Clinical study summary

STUDY OF THE EFFECT OF intercept^CS™ TOPICAL HEAT IN RECURRENT PERI-BUCCAL HERPES

A multi-centre, double-blind, placebo-controlled study

Professor Loïc Vaillant, Doctor Jean- Paul Deheuvals, Department of Dermatology, Tours Faculty of Medicine, University François Rabelais

Purpose:

To assess the efficacy and tolerability of intercept^CS for the prevention of cold sores in patients suffering from recurrent eruptions.

Method:

A multi-centre, randomized, cross-over, double-blind, placebo-controlled study included 47 herpes simplex patients who had reported at least four outbreaks in the preceding 12 months.

The placebo device was visually identical to intercept^CS and produced heat like intercept^CS but at a low, non-therapeutic temperature.

In Phase I each patient received either placebo or intercept^CS according to a pre-established random order (plus a self report notebook and disposable camera). Patients were instructed to use their test device as follows: three 30-second applications at 5-minute intervals in the first three hours of the prodromal phase.

After a 4 to 6 month test period (and 15 day washout period) patients received the other device for Phase II (also a 4-6 month test period).

Results:

Efficacy: intercept^CS was significantly more effective than placebo in preventing the recurrence of cold sores (46.3% vs. 25.0%) p=0.03.

Tolerability: Tolerance to treatment with intercept^CS (as reported by both patients and physicians) was identical to placebo. The tolerability difference between intercept^CS and placebo was not significant p=0.75

Conclusion:

intercept^CS is the first treatment to demonstrate clinical effectiveness for the prevention of cold sores.

Putative Mechanism of Action

intercept^CS™ is a Class II medical device that uses targeted heat therapy to prevent cold sores.  The intercept^CS Thermal Defence Technology works by enhancing the cell's immune response to viral attack. In a cold sore outbreak, latent herpes simplex virus (HSV) is reactivated from where it is dormant in nerve ganglia near the upper portion of the spinal cord. The virus moves down peripheral nerves to the skin and replicates in the sensory nerve endings, causing the prodromal symptoms of tingling, itching, or burning.

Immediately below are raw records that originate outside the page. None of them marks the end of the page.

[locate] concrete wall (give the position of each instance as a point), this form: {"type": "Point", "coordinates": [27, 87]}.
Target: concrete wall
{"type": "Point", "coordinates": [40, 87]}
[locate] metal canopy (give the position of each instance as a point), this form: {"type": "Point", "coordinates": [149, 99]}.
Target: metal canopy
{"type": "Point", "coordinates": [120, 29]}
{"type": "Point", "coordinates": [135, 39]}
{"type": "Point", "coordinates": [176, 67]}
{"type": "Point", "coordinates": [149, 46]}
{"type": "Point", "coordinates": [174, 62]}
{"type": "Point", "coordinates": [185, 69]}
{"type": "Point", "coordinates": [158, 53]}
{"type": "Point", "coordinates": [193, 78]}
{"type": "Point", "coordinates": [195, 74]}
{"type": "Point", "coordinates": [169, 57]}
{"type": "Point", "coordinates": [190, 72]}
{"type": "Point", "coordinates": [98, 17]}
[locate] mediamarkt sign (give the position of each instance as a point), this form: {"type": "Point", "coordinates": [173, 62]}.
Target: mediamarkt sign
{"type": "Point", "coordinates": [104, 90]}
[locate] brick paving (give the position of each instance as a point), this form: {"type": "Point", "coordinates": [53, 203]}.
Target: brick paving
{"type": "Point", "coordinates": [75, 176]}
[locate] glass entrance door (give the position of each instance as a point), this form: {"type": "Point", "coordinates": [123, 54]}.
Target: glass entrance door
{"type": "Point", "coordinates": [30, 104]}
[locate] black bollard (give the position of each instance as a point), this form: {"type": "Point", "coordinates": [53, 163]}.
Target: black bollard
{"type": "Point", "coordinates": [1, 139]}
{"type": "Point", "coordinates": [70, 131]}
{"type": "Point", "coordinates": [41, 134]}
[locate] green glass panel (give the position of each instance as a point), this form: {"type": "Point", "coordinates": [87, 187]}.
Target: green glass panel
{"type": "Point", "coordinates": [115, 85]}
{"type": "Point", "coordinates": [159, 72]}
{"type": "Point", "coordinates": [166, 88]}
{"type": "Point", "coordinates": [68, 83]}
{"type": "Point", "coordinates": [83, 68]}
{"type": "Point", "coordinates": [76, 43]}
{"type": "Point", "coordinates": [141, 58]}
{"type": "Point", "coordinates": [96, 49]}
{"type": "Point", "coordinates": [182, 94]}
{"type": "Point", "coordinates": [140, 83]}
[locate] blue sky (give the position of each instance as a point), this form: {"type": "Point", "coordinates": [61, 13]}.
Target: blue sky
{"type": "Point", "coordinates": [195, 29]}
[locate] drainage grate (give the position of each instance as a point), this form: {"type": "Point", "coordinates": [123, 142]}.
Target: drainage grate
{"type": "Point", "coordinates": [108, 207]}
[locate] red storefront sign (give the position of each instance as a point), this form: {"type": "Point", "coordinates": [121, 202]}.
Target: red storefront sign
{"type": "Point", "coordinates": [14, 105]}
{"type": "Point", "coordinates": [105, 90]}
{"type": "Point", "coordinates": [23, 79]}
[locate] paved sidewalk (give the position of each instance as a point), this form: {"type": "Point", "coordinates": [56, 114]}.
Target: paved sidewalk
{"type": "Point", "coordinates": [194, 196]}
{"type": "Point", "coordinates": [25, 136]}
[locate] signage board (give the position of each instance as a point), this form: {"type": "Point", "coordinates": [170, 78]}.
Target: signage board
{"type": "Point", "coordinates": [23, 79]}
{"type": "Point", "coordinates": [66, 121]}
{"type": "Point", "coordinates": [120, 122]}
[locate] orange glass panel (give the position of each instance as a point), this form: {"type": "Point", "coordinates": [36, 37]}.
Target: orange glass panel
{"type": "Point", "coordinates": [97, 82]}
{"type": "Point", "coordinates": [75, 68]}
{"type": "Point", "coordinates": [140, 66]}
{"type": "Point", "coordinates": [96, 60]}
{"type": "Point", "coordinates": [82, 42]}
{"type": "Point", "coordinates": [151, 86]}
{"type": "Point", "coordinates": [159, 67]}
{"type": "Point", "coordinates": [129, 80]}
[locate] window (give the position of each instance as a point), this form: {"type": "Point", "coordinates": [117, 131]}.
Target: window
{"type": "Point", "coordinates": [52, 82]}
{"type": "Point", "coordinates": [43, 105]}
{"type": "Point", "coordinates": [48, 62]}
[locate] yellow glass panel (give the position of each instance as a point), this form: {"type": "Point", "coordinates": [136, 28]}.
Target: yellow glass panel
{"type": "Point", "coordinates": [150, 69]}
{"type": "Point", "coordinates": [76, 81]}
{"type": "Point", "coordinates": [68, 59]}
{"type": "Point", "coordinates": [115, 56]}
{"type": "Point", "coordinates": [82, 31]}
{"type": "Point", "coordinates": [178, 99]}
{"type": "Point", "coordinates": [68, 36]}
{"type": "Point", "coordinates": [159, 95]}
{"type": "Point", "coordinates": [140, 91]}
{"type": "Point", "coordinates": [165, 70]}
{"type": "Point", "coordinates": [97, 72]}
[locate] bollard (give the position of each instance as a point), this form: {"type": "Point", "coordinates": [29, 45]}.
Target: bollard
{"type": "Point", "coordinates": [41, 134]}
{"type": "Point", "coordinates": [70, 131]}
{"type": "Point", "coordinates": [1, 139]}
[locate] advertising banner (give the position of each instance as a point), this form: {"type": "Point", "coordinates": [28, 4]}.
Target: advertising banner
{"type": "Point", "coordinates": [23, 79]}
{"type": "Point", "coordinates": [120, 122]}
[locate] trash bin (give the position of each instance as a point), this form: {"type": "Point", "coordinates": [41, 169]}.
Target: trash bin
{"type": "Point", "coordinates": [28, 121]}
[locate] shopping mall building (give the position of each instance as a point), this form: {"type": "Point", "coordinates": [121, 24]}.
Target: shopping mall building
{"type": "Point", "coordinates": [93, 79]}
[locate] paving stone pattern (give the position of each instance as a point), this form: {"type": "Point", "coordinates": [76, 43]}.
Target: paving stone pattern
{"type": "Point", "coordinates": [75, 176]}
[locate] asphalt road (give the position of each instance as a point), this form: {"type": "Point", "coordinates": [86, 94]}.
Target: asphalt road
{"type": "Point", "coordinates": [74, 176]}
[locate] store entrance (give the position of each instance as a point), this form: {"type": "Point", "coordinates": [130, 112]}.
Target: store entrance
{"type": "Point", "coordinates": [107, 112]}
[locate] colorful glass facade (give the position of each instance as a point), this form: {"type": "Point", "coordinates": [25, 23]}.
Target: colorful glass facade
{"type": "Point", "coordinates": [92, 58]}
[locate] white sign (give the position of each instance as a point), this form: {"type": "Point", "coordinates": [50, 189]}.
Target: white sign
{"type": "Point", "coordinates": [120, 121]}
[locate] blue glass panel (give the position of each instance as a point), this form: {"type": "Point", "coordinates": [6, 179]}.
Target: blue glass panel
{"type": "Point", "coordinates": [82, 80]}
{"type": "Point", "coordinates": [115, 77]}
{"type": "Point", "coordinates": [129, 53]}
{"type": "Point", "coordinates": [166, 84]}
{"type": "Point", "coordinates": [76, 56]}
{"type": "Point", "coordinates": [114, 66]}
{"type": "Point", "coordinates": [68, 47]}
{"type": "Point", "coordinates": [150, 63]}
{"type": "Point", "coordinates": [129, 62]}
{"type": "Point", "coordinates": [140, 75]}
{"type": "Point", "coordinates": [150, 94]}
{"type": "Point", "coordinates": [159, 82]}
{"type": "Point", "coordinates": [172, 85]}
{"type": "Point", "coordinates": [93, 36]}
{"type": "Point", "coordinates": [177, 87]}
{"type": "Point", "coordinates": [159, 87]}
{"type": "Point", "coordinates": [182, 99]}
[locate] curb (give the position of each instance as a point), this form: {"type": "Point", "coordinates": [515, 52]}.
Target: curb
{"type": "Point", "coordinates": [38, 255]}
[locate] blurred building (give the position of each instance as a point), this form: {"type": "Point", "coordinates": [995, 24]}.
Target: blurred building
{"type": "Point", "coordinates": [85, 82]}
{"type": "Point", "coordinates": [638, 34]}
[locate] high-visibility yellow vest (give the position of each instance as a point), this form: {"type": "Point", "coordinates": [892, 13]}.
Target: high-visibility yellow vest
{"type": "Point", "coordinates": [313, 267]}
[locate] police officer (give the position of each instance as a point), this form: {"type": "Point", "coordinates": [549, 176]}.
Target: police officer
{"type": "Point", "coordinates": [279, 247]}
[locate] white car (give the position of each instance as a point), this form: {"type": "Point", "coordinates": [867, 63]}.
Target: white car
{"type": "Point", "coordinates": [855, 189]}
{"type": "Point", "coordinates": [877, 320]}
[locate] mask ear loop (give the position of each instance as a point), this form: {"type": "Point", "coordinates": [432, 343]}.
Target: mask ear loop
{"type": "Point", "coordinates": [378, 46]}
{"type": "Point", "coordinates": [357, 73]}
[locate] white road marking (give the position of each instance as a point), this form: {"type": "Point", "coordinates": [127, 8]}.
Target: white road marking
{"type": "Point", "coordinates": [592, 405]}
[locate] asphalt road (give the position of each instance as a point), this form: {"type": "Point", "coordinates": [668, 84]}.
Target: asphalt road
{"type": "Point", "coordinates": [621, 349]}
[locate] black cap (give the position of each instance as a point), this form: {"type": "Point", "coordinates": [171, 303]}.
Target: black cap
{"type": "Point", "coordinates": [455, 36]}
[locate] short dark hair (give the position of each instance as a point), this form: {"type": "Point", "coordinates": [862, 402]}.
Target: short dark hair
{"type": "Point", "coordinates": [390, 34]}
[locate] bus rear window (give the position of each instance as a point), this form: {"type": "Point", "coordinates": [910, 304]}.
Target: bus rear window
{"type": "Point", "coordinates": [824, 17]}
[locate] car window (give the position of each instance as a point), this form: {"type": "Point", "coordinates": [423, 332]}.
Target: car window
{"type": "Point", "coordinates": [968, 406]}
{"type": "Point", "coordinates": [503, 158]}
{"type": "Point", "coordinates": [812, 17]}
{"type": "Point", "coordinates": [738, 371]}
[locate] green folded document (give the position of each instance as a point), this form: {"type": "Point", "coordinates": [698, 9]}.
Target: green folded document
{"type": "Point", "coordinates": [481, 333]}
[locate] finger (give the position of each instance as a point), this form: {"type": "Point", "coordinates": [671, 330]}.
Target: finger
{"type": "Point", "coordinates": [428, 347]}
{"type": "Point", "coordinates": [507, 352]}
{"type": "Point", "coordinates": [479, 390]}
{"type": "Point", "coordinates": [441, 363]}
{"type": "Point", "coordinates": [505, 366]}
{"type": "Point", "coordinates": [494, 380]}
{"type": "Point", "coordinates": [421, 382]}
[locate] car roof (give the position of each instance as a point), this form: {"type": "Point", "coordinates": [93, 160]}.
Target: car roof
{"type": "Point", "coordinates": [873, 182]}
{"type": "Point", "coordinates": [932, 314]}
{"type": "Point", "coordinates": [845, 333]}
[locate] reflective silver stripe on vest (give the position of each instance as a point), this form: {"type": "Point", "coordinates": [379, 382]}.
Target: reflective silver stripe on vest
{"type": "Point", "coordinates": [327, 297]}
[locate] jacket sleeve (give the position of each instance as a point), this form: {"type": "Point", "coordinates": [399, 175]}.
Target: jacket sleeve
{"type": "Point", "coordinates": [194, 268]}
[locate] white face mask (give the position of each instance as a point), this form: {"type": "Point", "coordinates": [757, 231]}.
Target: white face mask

intercept^CS is used at this stage to deliver heat therapy to the affected area. This results in a 'heat shock' response within the skin cells. This response is a well studied phenomenon that protects cells from stress. The production of heat shock proteins is increased in response to heat shock, and some of these proteins participate with the immune system to help recognize and eliminate virally-infected cells.

In order to prevent the development of a cold sore lesion, skin cells infected by HSV must be destroyed early after the virus is reactivated from latency, before the infection progresses. Heat shock at the site of prodromal symptoms, where HSV has been reactivated, may help increase the immune response to HSV infection.

In response to heat shock, increased amounts of human heat shock proteins (HSPs) such as HSP70, HSP90, and glycoprotein 96 (gp96), are produced [1]. These HSPs find and partner with small protein fragments from inside virally infected cells. Some of these small fragments are from proteins made by the HSV virus. The HSPs deliver the viral protein fragments (antigens) to a protein on the surface of the virally-infected skin cell. This makes these cells targets for killing by the immune system; cells displaying viral antigens on their surface are recognized by a type of white blood cell called cytotoxic T cells.

The recognition of viral antigens on a cell's surface by the cytotoxic T cells causes the destruction of that cell. This early and rapid elimination of virally-infected cells prevents the virus from spreading between cells. This, in turn, leads to more rapid resolution of the viral outbreak, and a return to the latent phase, which is free of symptoms.

Reference

1. Srivastava, P.K., et al., Heat shock proteins come of age: primitive functions acquire new roles in an adaptive world. Immunity, 1998. 8(6): p. 657-65.